I try to use workflowsets package or approach in which I get an error. Here are the R codes (Sorry, the codes are quite long):

# Package ----
library(finetune)
library(themis)
library(tidymodels)

# Data ----
data("PimaIndiansDiabetes", package = "mlbench")

table(PimaIndiansDiabetes$diabetes)
str(PimaIndiansDiabetes)
PimaIndiansDiabetes <- 
  PimaIndiansDiabetes %>% 
  mutate(diabetes = relevel(diabetes, "pos"))

# Split ----
set.seed(123)
ind <- initial_split(PimaIndiansDiabetes, strata = diabetes)

dat_train <- training(ind)
dat_test <- testing(ind)

# CV ----
set.seed(123)
dat_cv <- vfold_cv(dat_train, v = 10)

# Recipe ----
dat_rec <- 
  dat_train %>% 
  recipe(diabetes ~.) %>% 
  step_normalize(all_numeric_predictors()) %>% 
  step_smote(diabetes)

# Model ----
parsnip_nn <- 
  mlp(hidden_units = tune(),
      penalty = tune(),
      epochs = tune()) %>% 
  set_mode("classification") %>% 
  set_engine("nnet")

parsnip_log <- 
  logistic_reg(penalty = tune(),
               mixture = tune()) %>% 
  set_engine("glmnet")

# Latin hypercube grid ----
latin_grid <- 
  grid_latin_hypercube(penalty(),
                       mixture(),
                       hidden_units(),
                       epochs(),
                       size = 30)

# Tuning ----
race_ctrl <-
  control_race(
    save_pred = T,
    save_workflow = T,
    verbose = T
  )

class_metrics <- metric_set(accuracy, 
                            f_meas, 
                            j_index, 
                            kap, 
                            precision, 
                            sensitivity, 
                            specificity, 
                            roc_auc, 
                            mcc, 
                            pr_auc)

Tuned_results <- 
  workflow_set(
    preproc = list(rec = dat_rec),
    models = list(parsnip_nn = parsnip_nn,
                  parsnip_log = parsnip_log)
  ) %>% 
  workflow_map(
    fn = "tune_race_anova", 
    seed = 123,
    grid = latin_grid,
    resamples = dat_cv,
    verbose = T,
    metrics = class_metrics,
    control = race_ctrl
  )

This is the error that I get, which basically said some of the parameters of the models are not recognised by tune().
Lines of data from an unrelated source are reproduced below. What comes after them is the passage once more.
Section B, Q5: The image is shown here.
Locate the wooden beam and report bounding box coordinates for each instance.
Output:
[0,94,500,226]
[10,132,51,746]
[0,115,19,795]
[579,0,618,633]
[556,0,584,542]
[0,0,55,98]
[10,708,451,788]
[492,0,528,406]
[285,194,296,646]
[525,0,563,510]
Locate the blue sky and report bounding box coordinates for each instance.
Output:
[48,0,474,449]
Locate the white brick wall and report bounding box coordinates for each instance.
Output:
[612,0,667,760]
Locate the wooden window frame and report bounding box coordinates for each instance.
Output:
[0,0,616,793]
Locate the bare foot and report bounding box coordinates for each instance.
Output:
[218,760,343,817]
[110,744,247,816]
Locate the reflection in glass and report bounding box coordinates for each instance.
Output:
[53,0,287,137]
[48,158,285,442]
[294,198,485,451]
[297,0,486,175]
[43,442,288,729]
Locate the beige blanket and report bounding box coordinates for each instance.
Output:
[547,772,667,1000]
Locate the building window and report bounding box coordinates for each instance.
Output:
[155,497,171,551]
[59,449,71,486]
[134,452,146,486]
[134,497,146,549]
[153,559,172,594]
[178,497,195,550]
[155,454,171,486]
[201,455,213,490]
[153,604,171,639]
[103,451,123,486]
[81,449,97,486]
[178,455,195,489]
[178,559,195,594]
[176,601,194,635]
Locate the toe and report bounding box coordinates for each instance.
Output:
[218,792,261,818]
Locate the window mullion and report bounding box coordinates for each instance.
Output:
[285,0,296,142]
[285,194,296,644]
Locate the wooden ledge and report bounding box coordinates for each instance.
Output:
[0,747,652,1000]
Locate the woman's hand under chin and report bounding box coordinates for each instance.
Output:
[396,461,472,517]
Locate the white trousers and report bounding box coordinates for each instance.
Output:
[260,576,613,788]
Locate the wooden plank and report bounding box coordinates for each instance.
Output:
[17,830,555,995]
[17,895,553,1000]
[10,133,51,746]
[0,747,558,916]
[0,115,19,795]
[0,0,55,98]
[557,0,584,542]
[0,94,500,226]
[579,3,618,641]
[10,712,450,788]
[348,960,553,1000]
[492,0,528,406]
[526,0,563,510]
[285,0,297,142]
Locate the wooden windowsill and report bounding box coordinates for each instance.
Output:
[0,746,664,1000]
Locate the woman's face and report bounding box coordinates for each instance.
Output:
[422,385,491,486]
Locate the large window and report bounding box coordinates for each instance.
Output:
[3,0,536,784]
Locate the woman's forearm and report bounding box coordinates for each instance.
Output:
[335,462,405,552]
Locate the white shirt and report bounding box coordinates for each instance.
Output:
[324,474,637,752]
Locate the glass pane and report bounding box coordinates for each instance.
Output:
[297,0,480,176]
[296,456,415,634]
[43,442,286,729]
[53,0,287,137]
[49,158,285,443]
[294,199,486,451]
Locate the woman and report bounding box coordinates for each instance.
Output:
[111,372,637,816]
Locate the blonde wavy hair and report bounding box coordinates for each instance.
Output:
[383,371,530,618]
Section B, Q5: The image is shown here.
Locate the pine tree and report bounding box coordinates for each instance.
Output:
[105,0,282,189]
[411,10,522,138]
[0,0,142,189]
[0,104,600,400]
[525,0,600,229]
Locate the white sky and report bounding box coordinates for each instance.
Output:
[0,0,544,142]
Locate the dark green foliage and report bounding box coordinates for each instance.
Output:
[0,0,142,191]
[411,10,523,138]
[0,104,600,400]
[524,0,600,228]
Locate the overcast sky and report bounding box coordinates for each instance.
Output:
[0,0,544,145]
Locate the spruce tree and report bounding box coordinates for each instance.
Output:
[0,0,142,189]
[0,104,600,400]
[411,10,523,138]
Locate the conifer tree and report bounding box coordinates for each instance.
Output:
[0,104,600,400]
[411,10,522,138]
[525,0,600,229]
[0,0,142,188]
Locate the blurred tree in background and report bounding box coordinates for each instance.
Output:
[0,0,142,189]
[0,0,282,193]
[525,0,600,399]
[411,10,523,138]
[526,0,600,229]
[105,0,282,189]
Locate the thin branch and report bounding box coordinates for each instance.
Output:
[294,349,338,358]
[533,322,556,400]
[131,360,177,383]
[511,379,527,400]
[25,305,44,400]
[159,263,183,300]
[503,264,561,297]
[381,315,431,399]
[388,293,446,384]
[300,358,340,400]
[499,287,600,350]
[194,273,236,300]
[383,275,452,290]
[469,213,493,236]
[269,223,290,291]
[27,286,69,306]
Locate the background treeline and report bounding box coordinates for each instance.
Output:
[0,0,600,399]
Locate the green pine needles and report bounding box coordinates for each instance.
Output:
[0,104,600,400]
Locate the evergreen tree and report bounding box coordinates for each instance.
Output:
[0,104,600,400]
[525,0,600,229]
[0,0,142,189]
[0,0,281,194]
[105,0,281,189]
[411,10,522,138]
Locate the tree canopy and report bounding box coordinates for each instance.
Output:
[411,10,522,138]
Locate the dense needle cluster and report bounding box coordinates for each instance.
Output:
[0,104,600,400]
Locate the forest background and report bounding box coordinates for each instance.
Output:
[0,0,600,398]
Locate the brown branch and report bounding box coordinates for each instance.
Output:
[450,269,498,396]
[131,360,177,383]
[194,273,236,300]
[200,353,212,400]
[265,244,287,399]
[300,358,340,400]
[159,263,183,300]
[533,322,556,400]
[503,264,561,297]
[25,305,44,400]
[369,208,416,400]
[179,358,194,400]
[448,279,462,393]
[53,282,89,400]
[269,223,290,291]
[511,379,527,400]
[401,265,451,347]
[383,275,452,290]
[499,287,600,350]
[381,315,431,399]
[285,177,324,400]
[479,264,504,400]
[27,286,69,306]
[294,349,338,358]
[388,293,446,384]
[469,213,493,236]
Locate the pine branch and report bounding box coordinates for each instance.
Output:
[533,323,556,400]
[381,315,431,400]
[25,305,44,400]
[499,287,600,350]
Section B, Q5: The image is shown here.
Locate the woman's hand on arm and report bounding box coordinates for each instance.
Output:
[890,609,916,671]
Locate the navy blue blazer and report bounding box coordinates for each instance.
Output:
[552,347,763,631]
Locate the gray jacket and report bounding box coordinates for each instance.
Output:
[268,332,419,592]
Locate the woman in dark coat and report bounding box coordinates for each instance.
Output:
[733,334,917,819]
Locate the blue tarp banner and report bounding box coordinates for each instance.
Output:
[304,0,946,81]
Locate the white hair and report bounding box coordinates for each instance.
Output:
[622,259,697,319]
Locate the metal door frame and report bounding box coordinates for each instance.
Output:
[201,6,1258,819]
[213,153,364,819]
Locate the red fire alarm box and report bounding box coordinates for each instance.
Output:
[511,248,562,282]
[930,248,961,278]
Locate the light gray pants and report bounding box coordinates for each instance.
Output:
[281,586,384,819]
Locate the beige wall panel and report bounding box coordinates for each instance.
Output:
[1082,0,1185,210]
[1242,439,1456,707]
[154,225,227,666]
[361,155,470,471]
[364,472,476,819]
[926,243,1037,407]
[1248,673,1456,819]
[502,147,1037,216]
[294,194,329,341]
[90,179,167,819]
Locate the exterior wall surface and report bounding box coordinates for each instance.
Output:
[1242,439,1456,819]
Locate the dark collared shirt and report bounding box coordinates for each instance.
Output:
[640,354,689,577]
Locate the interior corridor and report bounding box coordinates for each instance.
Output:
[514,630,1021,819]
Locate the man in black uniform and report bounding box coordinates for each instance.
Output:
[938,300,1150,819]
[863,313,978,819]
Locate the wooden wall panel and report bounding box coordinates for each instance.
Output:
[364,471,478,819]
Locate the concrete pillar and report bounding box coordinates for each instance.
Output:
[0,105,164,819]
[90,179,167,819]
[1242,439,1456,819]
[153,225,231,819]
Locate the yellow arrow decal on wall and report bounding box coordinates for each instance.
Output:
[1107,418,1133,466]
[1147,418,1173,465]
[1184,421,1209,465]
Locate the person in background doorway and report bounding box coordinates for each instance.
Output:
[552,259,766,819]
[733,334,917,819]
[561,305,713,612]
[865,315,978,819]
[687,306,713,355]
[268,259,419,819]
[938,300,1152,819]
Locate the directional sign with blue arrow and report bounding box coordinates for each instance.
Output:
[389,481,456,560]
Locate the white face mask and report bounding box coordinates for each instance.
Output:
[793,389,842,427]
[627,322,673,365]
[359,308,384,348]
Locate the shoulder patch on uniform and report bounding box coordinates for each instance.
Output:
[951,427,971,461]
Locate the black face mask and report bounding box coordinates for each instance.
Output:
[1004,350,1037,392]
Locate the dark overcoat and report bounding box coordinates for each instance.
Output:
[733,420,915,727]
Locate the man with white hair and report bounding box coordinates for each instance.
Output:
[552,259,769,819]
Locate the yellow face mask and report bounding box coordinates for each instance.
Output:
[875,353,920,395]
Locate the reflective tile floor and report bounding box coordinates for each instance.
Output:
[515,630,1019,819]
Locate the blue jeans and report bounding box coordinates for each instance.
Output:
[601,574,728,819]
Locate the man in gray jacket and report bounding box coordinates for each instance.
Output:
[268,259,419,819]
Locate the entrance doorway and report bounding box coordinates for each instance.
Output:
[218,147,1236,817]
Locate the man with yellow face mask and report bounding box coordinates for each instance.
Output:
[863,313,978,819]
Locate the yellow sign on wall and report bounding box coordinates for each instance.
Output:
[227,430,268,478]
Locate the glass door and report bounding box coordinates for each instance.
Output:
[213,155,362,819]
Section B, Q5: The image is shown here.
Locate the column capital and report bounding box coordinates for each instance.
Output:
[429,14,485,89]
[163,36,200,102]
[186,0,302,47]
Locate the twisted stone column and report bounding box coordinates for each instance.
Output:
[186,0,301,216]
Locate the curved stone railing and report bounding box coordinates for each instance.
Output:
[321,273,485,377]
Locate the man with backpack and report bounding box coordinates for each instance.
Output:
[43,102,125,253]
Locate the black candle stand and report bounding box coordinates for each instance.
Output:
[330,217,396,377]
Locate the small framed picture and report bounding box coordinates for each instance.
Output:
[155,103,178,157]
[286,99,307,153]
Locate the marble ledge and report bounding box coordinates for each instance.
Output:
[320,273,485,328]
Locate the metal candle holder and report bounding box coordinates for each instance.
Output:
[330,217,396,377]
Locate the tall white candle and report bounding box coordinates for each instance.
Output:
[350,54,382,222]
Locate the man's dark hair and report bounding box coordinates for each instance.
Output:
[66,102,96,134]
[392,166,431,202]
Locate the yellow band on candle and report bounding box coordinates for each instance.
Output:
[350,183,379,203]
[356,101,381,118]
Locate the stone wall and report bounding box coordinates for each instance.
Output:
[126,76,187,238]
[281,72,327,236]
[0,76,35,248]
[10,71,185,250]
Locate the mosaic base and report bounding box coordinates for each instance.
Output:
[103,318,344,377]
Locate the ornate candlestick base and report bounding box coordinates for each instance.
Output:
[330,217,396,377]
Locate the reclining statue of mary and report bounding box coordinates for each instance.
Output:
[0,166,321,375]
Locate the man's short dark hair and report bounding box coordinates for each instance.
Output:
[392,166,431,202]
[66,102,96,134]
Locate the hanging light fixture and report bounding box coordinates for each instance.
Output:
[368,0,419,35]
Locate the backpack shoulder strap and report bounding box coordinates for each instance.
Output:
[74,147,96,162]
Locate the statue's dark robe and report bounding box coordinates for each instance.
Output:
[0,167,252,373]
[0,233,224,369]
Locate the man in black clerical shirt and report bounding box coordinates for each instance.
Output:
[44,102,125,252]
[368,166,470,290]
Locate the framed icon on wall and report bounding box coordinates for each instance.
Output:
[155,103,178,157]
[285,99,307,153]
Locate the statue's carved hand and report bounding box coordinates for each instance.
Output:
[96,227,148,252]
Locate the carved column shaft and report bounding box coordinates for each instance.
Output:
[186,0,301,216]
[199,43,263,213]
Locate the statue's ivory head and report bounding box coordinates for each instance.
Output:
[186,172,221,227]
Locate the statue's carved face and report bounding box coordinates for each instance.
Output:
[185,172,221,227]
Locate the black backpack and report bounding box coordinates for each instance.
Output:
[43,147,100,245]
i 1 of 2 tuning: rec_parsnip_nn
x 1 of 2 tuning: rec_parsnip_nn failed with: Error in check_grid(grid = grid, workflow = workflow, pset = pset) : The provided `grid` has the following parameter columns that have not been marked for tuning by `tune()`: 'mixture'.
i 2 of 2 tuning: rec_parsnip_log
x 2 of 2 tuning: rec_parsnip_log failed with: Error in check_grid(grid = grid, workflow = workflow, pset = pset) : The provided `grid` has the following parameter columns that have not been marked for tuning by `tune()`: 'hidden_units', 'epochs'.

And if we check the grid_results:

# A workflow set/tibble: 2 x 4
  wflow_id        info             option    result        
  <chr>           <list>           <list>    <list>        
1 rec_parsnip_nn  <tibble [1 x 4]> <opts[4]> <try-errr [1]>
2 rec_parsnip_log <tibble [1 x 4]> <opts[4]> <try-errr [1]>

I am not sure why the parameters such as mixture, hidden_units and epochs are not recognised by tune(). Any idea where I did wrong?

CodePudding user response：

The neural net doesn't have a parameter called mixture, and the regularized regression model doesn't have parameters called hidden_units or epochs. You can't use the same grid of parameters for both of the models because they don't have the same hyperparameters. Instead, you will want to:

create separate grids for the two models
use option_add() to add each grid to its model via the id argument

Also check out Chapter 15 of TMwR to see more about how to add an option to only a specific workflow. Since you are using a Latin hybercube, which is the default in tidymodels, you might want to just skip all that and use grid = 30 instead.